From mboxrd@z Thu Jan  1 00:00:00 1970
From: Nick Piggin <nickpiggin@yahoo.com.au>
Date: Thu, 21 Oct 2004 14:34:22 +0000
Subject: Re: [PATCH] top level scheduler domain for ia64
Message-Id: <4177C8EE.6020400@yahoo.com.au>
List-Id: <linux-ia64.vger.kernel.org>
References: <200410191427.27336.jbarnes@engr.sgi.com>
In-Reply-To: <200410191427.27336.jbarnes@engr.sgi.com>
MIME-Version: 1.0
Content-Type: text/plain; charset="us-ascii"
Content-Transfer-Encoding: 7bit
To: linux-ia64@vger.kernel.org

Xavier Bru wrote:
> Hello Nick & all,
> 
> Nick Piggin wrote:
> 
>> Luck, Tony wrote:
>>
>>
>>> +    .min_interval        = 80,            \
>>> +    .max_interval        = 320,            \
>>> +    .busy_factor        = 320,            \
>>> +    .imbalance_pct        = 125,            \
>>> +    .cache_hot_time        = (10*1000000),        \
>>> +    .balance_interval    = 100*(63+num_online_cpus())/64,   \
>>>
>>> That's a lot of magic numbers and formulae ... are they right?
>>> How would a user know if they are right.
>>>
>>
>> To be honest you really wouldn't. It would take a lot of careful
>> testing on numerous workloads and systems. I believe SGI is
>> starting to do a bit of testing... I don't have the resources to
>> do many "real world" tests.
>>
>> At this stage I wouldn't let them worry you too much :P
>> Hopefully they'll gradually improve.
> 
> 
> Why should'nt we use the node_distance() function to build in an 
> independant way the Numa hierarchy and compute the right parameters for 
> each level ?
> 
> 

Hi Xavier,
That would probably be a good idea where possible, although for many
architectures this sort of information won't be available. It may be
that we ultimately will want to represent the NUMA topology with
node_distance being the first class function/measure (I personally
think sched-domains should be extended into the memory topology). At
the present time though, it would be a backward step to force everyone
to build a node_distance table.

Two things to note - first, even if node_distance does return something
meaningful, it still has to be input into a larger field of parameters,
so there will still be some heuristics/fudging/tuning going on.
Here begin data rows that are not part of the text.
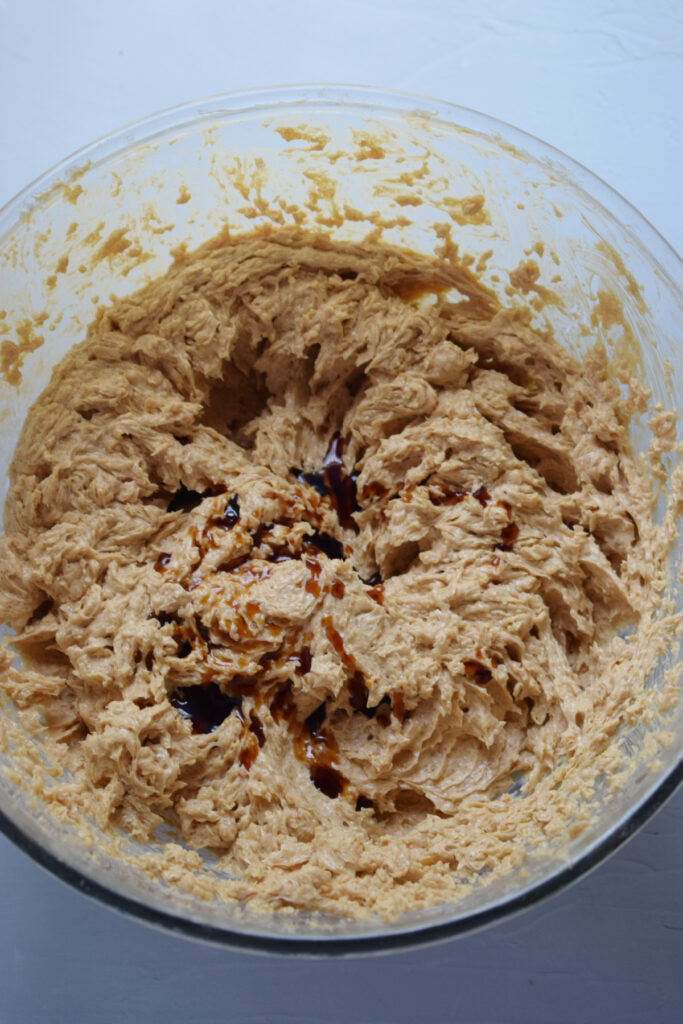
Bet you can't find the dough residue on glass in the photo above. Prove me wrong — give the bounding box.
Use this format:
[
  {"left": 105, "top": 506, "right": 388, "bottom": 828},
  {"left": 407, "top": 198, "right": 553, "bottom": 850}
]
[{"left": 0, "top": 230, "right": 669, "bottom": 916}]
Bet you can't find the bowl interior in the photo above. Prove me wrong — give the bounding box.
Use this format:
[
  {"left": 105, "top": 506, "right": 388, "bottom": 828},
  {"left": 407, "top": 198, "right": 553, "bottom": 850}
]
[{"left": 0, "top": 87, "right": 683, "bottom": 952}]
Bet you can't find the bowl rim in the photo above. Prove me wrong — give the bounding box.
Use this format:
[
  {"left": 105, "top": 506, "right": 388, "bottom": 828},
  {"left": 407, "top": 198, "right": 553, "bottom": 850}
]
[{"left": 0, "top": 83, "right": 683, "bottom": 957}]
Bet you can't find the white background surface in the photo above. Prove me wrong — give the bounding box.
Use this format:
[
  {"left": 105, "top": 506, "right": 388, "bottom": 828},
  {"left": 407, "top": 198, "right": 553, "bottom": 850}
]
[{"left": 0, "top": 0, "right": 683, "bottom": 1024}]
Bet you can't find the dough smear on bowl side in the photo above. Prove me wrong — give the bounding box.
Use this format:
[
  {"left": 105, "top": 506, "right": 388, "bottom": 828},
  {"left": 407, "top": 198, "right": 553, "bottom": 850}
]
[{"left": 0, "top": 230, "right": 674, "bottom": 916}]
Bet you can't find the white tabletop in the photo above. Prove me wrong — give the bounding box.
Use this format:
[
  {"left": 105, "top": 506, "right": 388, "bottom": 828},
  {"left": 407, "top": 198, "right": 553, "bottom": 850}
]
[{"left": 0, "top": 0, "right": 683, "bottom": 1024}]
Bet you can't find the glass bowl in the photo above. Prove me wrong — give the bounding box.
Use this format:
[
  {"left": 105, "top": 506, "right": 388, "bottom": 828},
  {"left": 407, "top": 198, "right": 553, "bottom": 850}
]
[{"left": 0, "top": 85, "right": 683, "bottom": 955}]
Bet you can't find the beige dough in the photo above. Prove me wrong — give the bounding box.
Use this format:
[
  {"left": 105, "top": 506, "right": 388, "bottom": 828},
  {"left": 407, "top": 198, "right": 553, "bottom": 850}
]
[{"left": 0, "top": 231, "right": 666, "bottom": 915}]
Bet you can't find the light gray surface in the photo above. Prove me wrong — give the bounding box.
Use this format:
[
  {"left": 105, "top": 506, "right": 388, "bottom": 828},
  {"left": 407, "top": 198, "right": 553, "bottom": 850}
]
[{"left": 0, "top": 0, "right": 683, "bottom": 1024}]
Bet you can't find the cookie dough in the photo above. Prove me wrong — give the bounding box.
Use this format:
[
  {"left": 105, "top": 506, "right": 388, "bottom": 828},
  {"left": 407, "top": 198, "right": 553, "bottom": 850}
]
[{"left": 0, "top": 230, "right": 666, "bottom": 915}]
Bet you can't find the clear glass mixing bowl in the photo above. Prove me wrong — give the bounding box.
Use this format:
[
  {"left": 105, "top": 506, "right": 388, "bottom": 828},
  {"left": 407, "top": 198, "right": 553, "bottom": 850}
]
[{"left": 0, "top": 86, "right": 683, "bottom": 955}]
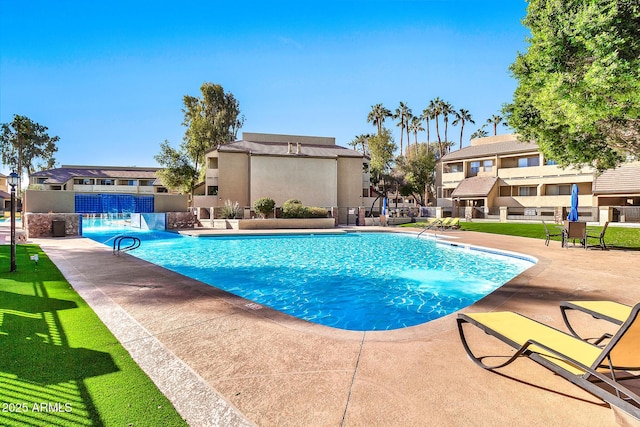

Second, we can do runtime probing to gain more information. For example,
Ingo has a patch in the works that will compute real cache transfer
times between any two CPUs, which looks promising. We can query the
number of online CPUs when deciding on balancing rates, etc etc.

So in short, we basically want as much info as we can possibly gather...
and that is the easy part :( People need to do tests on their real life
workloads with real systems to convert this information into useful
parameters.

Anyway, the scheduler isn't _quite_ at the point where you want to be
doing serious fine tuning with it yet; we've got to get a few more
things to go in (eg. Ingo's patch, improvements from John Hawkes, some
performance patches from me, etc).